Crime Library: Criminal Minds and Methods

David Parker Ray: The Toy Box Killer

Mixed Results

The victim, whose name was kept from the papers, took the stand to testify what Ray had done to her. She had been 22 at the time. She claimed that Ray had tied her up and kept her naked the entire time she was at his trailer. However, her memory was murky, and she wasn't able to convey very well that she'd clearly been held against her will. She had probably been drugged, but that could not be proven. Although the videotape was played for the jury and the victim insisted she would never have agreed to this kind of treatment, she was not a very good witness on her own behalf.
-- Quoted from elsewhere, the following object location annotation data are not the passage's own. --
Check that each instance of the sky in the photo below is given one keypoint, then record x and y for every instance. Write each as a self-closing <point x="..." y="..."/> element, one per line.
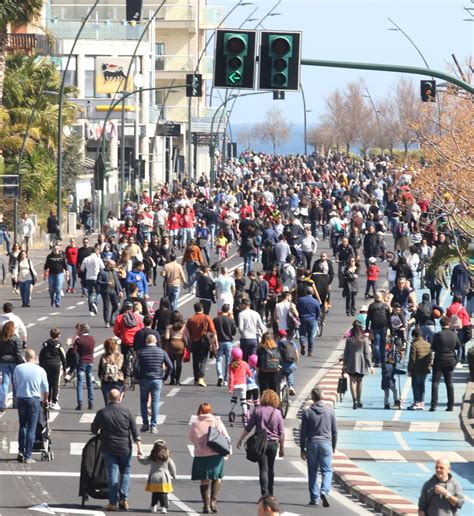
<point x="356" y="31"/>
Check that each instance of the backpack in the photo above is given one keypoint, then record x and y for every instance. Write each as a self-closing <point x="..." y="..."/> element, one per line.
<point x="129" y="320"/>
<point x="270" y="360"/>
<point x="287" y="351"/>
<point x="111" y="373"/>
<point x="455" y="322"/>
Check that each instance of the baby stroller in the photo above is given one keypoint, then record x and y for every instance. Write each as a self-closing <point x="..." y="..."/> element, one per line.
<point x="93" y="481"/>
<point x="42" y="442"/>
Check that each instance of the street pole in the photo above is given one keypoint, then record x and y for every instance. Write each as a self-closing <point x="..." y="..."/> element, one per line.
<point x="59" y="178"/>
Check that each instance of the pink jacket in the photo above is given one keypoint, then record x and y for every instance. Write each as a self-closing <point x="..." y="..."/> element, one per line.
<point x="198" y="434"/>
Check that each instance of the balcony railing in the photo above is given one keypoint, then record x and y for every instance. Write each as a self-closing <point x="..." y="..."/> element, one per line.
<point x="30" y="44"/>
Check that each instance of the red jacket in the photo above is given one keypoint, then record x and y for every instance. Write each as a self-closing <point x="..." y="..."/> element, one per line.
<point x="124" y="332"/>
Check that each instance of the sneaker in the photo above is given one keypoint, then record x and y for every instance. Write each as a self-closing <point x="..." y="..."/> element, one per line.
<point x="123" y="504"/>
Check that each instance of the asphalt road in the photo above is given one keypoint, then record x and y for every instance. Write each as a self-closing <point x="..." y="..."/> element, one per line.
<point x="56" y="483"/>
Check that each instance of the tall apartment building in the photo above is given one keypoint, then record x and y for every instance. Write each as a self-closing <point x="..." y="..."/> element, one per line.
<point x="155" y="120"/>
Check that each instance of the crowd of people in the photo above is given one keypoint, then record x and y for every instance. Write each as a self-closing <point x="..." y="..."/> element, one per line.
<point x="273" y="212"/>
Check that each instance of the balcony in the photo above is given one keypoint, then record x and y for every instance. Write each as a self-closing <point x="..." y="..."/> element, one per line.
<point x="30" y="44"/>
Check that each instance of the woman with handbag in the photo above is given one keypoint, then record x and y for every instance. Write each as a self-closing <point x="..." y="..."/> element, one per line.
<point x="208" y="465"/>
<point x="357" y="361"/>
<point x="176" y="341"/>
<point x="266" y="419"/>
<point x="10" y="357"/>
<point x="25" y="276"/>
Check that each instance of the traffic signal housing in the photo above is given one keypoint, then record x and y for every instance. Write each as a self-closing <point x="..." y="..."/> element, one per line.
<point x="428" y="91"/>
<point x="234" y="59"/>
<point x="193" y="85"/>
<point x="279" y="61"/>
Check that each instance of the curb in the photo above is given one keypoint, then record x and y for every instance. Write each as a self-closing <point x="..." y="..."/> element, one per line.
<point x="354" y="480"/>
<point x="467" y="413"/>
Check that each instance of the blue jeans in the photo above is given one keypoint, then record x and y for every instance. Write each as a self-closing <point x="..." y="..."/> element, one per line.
<point x="223" y="353"/>
<point x="173" y="296"/>
<point x="72" y="275"/>
<point x="25" y="291"/>
<point x="319" y="455"/>
<point x="288" y="369"/>
<point x="380" y="341"/>
<point x="308" y="333"/>
<point x="55" y="282"/>
<point x="118" y="469"/>
<point x="151" y="386"/>
<point x="191" y="269"/>
<point x="85" y="369"/>
<point x="418" y="386"/>
<point x="7" y="369"/>
<point x="28" y="414"/>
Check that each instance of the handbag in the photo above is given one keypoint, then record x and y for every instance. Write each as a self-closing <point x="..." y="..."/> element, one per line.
<point x="186" y="354"/>
<point x="342" y="386"/>
<point x="218" y="442"/>
<point x="256" y="445"/>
On July 14, the papers reported that Judge Mertz had declared a mistrial. Although the jurors had deliberated for more than eight hours, they claimed they could not come to an agreement about the twelve charges. Two of them could not find Ray guilty of criminal assault. The jurors who had voted to acquit, both in their 20s, had decided that the victim had not persuaded them that Ray had kept her there against her will. "I was not positive he was torturing her," one told a reporter for the New York Daily News. "There's a lot of people who enjoy rough sex."

When the accuser heard this news, she broke down in tears, unsure why the jury had not believed her. What would it take to convince people that she had not sought out this treatment, nor wanted it? She failed to understand.

Ray showed no visible reaction, but Rein thought it was a sign that the jury had paid attention to the evidence, or lack of it. Ray would be tried again, which meant the victim would once more have to relive the ordeal.

District Attorney Ron Lopez gave a statement about his disappointment, but he may not have been surprised. From the start he knew this had been their weakest case and that the victim herself would be on trial. Young girls who were out drinking were generally viewed with disapproval. Nevertheless, Lopez and his team declared their intent to retry Ray at a later date. "It's not over yet," he said. The state of New Mexico was not letting this defendant off the hook.